US citizens from every social and economic background, race, and ethnic group are concerned about the interrelated problems of crime, violence, and drugs. They are especially concerned about the increased use of drugs by young people. Today, dangerous drugs like cocaine, heroin, and methamphetamine are cheaper and more potent than they were at the height of our domestic drug problem fifteen or twenty years ago. In 1997 in Arizona, 90 percent all homicides were related to methamphetamine. No nation can afford such devastating social, health, and criminal consequences.
The demand for illegal drugs lies at the heart of the global drug problem. The United States is a substantial part of the demand side of the drug equation. However, over the past two decades, the United States has made more progress in this area than on any other public health issue. Has stated, the number of Americans who are casual drug users has dropped by 50 percent since 1979, from twenty-five million to twelve million. The number of casual cocaine users has dropped over the past decade from six million to 1.5 million Americans in 1998. The U.S. National Drug Control Strategy recognizes that demand and its associated profits are the impetus for the drug trade; USG efforts have been prioritized accordingly. Therefore, the USG’s number one counter-drug goal is to prevent the sixty-eight million Americans under eighteen years of age from becoming a new generation of addicts. The USG find it unacceptable that drug-use rates have doubled among our youth since 1992; therefore it must reverse this trend. In November 1997, the USG kick off the largest anti-drug media campaign in history. This program will spend up to 350 million dollars a year (counting federal and matching industry funds) to change social attitudes toward illegal drugs.

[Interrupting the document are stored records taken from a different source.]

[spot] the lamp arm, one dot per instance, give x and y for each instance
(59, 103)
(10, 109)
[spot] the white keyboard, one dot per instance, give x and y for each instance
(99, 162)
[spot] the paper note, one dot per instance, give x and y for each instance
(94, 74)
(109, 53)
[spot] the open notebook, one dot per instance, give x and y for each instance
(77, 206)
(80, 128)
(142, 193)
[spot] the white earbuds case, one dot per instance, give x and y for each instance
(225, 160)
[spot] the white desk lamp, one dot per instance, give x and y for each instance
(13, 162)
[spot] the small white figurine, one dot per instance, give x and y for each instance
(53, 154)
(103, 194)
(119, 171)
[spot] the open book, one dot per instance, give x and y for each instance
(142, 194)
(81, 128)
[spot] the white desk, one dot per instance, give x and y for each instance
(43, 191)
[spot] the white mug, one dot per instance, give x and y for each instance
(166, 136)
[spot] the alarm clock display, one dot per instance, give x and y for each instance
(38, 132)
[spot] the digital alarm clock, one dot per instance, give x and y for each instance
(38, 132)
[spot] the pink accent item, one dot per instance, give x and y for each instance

While the U.S. can’t arrest its way out of the drug problem, it will continue to uphold to strict drug laws. A million and-a-half Americans are now behind bars, many for drug-law violations. More than a million additional Americans are arrested every year for drug offenses. Incarceration is entirely appropriate for many drug-related crimes. There must be strong incentives to stay clear of drug trafficking, and prison sentences can motivate people to obey the law. Our challenge is to address the problem of chronic drug use by bringing drug testing, assessment, referral, treatment, and supervision within the oversight of the U.S. criminal justice system. The USG is doing so by increasing the number of drug courts that oversees treatment and rehabilitation for drug-law violators and will increase federal spending on youth drug prevention by 21 percent in the next fiscal year. The USG is investing in dramatically expanding community-based anti-drug coalitions. The USG goal is to increase the number of U.S. towns and cities that have private-public anti-drug coalitions from 4,300 to more than 10,000.